Over the course of nine days, the researchers measured the ammonia concentration in each tadpole’s cup. Then they fed the tadpoles and then dissected the feces out of their gut. They found the Taiwanese tree frogs produced a much lower amount of ammonia in their cup water and also had much higher concentrations of ammonia in their guts; they had simply been holding it. This led the researchers to conclude that the tadpoles grow without defecation, or at least with a significantly reduced amount of waste. I asked Ito if this meant that the tadpoles peed a little but did not poop. “We’re not certain yet, as the research has not progressed that far, but it’s a possibility,” Ito said. “Alternatively, the feces might be in liquid form and could be leaking from the anus.”
Although this is the first time scientists have observed tadpoles as poop-shy as these, the researchers predict that other species of frogs living in phytotelmata, such as poison dart frogs, may employ similar strategies. And questions remain about the sacrifices that might be required for prolonging pooping, such as “how they actually suppress defecation and whether or not they have problems with ammonia toxicity accumulating in their intestines,” Ito said.

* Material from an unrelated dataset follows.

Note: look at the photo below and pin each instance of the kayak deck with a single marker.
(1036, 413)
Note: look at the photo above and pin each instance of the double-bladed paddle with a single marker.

It is a tragedy of interspecies communication that we are not able to directly ask a young adult Taiwanese tree frog, when it finally leaves the cup, what it is like to perform the first poop of their life, but one must imagine few better feelings in the world. From Ito’s observations, the frogs develop their first solid feces a few days before metamorphosis. But this first poop is special, quite unlike the rest of the banal poops they will have for the rest of their life. “The feces are smaller, much like their body size, and appear somewhat greenish,” Ito said, adding that the color may be due to the buildup of bile. This is only fitting; green is, after all, the color of growth and new beginnings, sending the froglets into a bright and hopeful future where they will finally know the joy of being regular.